If ever there was a prime example of one dictator’s mismanagement of a fine nation than this is it, fortunately for Mugabe, Zimbabwe has no oil and he has not made any threats to Israel…not yet anyway. It probably helps that his country is mainly Catholic and not Muslim, or it would no doubt be classed as a hotbed of Islamic extremism.

There is no doubt that if the kind of acts of repression being carried out by Mugabe’s regime upon his opponents were happening in most any other country, the outcry for action and condemnation would be strong. However, European nations and the US merely mouth their disappointment as free political discourse and free elections, given democratic rights, are further erased by a dictator gone to seed.

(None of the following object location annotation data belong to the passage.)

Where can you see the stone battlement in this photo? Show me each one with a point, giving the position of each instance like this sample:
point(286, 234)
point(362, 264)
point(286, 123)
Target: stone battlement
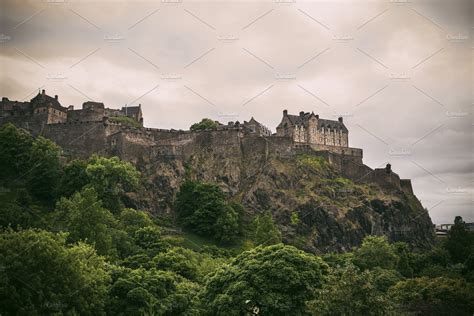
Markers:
point(90, 130)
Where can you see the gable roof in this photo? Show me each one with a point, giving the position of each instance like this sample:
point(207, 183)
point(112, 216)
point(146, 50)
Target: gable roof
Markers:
point(131, 110)
point(301, 119)
point(44, 99)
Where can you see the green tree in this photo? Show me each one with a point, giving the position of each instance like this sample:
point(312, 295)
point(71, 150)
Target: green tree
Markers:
point(460, 243)
point(85, 219)
point(264, 231)
point(179, 260)
point(204, 209)
point(45, 171)
point(375, 251)
point(276, 279)
point(111, 178)
point(203, 125)
point(437, 296)
point(403, 264)
point(131, 220)
point(42, 276)
point(74, 177)
point(149, 240)
point(349, 291)
point(15, 147)
point(151, 292)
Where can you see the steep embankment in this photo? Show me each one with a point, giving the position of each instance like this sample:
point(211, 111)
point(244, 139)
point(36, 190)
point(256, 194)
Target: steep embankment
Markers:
point(333, 212)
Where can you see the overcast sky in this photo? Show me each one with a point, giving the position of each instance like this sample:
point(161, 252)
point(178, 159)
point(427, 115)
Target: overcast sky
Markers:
point(400, 72)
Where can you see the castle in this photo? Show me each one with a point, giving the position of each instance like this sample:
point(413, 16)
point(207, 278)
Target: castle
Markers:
point(95, 129)
point(44, 110)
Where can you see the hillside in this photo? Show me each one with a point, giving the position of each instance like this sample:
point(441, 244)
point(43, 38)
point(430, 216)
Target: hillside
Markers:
point(334, 213)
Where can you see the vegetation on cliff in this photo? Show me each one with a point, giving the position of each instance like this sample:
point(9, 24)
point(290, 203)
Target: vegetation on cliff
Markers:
point(78, 247)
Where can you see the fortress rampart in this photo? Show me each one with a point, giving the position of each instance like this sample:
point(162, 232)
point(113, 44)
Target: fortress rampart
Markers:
point(95, 129)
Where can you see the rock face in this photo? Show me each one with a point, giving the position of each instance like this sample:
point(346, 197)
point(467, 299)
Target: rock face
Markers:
point(336, 198)
point(336, 206)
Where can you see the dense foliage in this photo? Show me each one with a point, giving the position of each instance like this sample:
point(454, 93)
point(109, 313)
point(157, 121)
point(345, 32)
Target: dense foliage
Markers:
point(71, 245)
point(204, 209)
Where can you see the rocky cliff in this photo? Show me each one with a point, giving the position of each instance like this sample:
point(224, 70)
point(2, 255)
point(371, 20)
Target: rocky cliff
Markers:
point(334, 213)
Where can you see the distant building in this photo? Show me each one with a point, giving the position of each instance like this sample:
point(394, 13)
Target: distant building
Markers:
point(443, 229)
point(48, 110)
point(309, 128)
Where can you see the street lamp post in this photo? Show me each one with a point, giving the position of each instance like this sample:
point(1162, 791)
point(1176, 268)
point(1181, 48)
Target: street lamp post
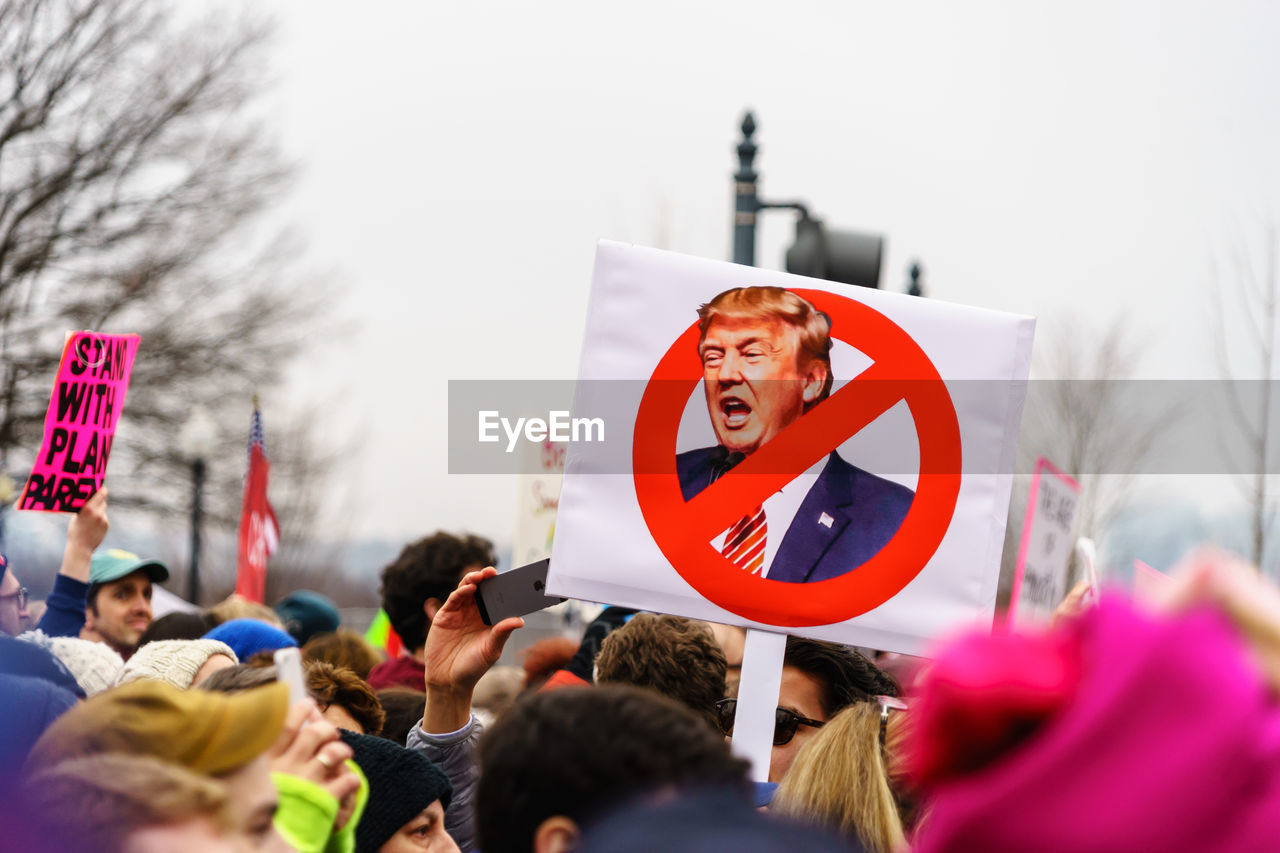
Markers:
point(196, 439)
point(818, 251)
point(746, 201)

The most worrying thing though is the total silence from Zimbabwe’s neighbours, or in Zambia’s case support of a destructive regime. It is to be expected from Botswana, which has a history of echoing edicts from close ally South Africa but that South Africa should remain silent on the matter is not only confusing but also tantamount to complicity in the acts of terror.

7 comments:

  1. Okay, the U.S. Marine Corps and Army is a bit tied up now and maybe even to the breaking point.... But couldn't the Europeans do more in the world?

    They spend minimal amounts on their militaries and then begs the American Empire not to withdraw their bases, fearing the same economic dislocation as communities here in the U.S. feels when we close a base.

    I like the idea of a stronger European Union saving the trans-Atlantic alliance.

    Who's going to be the world's police man?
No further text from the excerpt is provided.